Jakarta. Eight years ago, Dian Erra Kumalasari was busy backpacking across Indonesia. Little did she know that her adventures would lead her into running a successful fashion business.
It was during these trips that Dian found herself mesmerized by the beauty of traditional fabrics from all corners of the archipelago.
Then there was the lightbulb moment when she realized she could use these fabrics to create her own ready-to-wear fashion label.
"Indonesia has such a rich culture and craft tradition. In almost every island, I found different kain [cloth] or sarong with their own unique patterns," she said.

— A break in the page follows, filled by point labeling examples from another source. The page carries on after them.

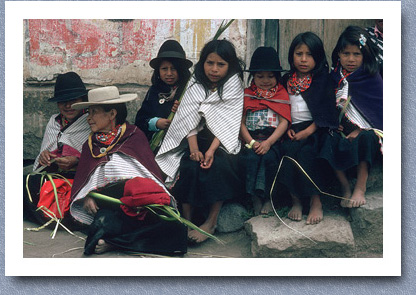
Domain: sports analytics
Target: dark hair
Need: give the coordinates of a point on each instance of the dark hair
(121, 109)
(225, 49)
(183, 71)
(351, 36)
(316, 47)
(278, 76)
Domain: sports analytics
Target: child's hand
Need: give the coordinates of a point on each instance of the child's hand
(45, 158)
(175, 106)
(163, 123)
(90, 206)
(66, 163)
(196, 156)
(262, 148)
(208, 160)
(353, 134)
(291, 133)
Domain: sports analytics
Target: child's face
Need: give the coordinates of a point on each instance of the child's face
(168, 73)
(303, 60)
(264, 80)
(351, 58)
(215, 68)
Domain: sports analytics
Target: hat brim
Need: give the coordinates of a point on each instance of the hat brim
(266, 70)
(68, 97)
(122, 99)
(155, 63)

Dian said she tries to represent this rich cultural diversity in her collections.
"Each fabric pattern carries a different meaning and reflects the culture of a specific region. I combine different fabrics into a piece clothing, a unity in diversity."

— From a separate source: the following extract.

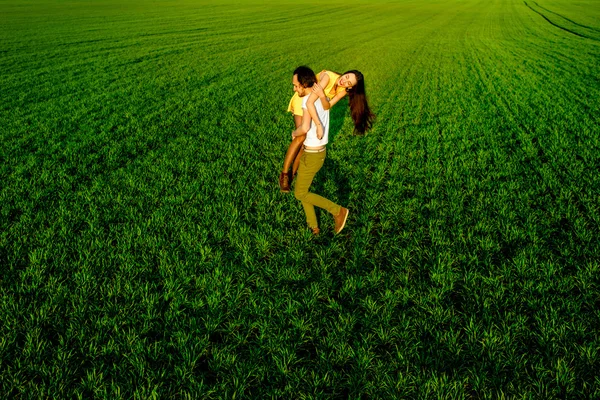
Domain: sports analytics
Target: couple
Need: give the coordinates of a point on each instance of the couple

The 38-year old is still a relative newcomer in the Indonesian fashion industry, but her first ready-to-wear line under the brand Oerip Indonesia has already found buyers in Belgium, the Netherlands, the United States, the Czech Republic and Italy.
"I want to support our local artisans, help them get recognized globally," said the designer, now known by her nickname, Dian Oerip.

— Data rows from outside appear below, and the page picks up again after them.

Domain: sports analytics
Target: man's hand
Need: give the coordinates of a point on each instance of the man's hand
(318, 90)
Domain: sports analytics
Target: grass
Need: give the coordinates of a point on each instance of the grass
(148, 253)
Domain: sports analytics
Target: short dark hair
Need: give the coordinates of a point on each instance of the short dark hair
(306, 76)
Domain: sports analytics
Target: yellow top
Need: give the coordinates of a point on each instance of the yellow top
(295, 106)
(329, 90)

While other local designers prefer the glamor of couture, Dian said her brand is the fashion equivalent of a backpacker.
"I don’t even like to show my collection in fashion shows. I use nature as my runway," she said.
Dian has been known to hold fashion shows on a mountain resort, on beaches and in remote villages.
Last year, she held fashion shows in Aceh, Sabang and Bangka Belitung.
"I want to encourage young people to appreciate traditional fabrics. I want to show them that local fashion is never outdated," Dian said.
"I'm a free spirit. I like surprises. I might do a little preparation here and there but that's it. I like personal touches. All of my designs describe me in different ways," she said.
Dian said the biggest challenge in designing her clothes is finding a way to respect the meanings and stories in each fabric that have been carefully inserted by the artisans.
One way of doing this is by offering all her clothes as one-size-fits-all garments.
This has also helped her sell more clothes online since customers don't have to worry about sizing incorrectly.
Dian said she still cuts the fabrics herself, since often she's the only person who knows the meanings and stories behind the fabric patterns.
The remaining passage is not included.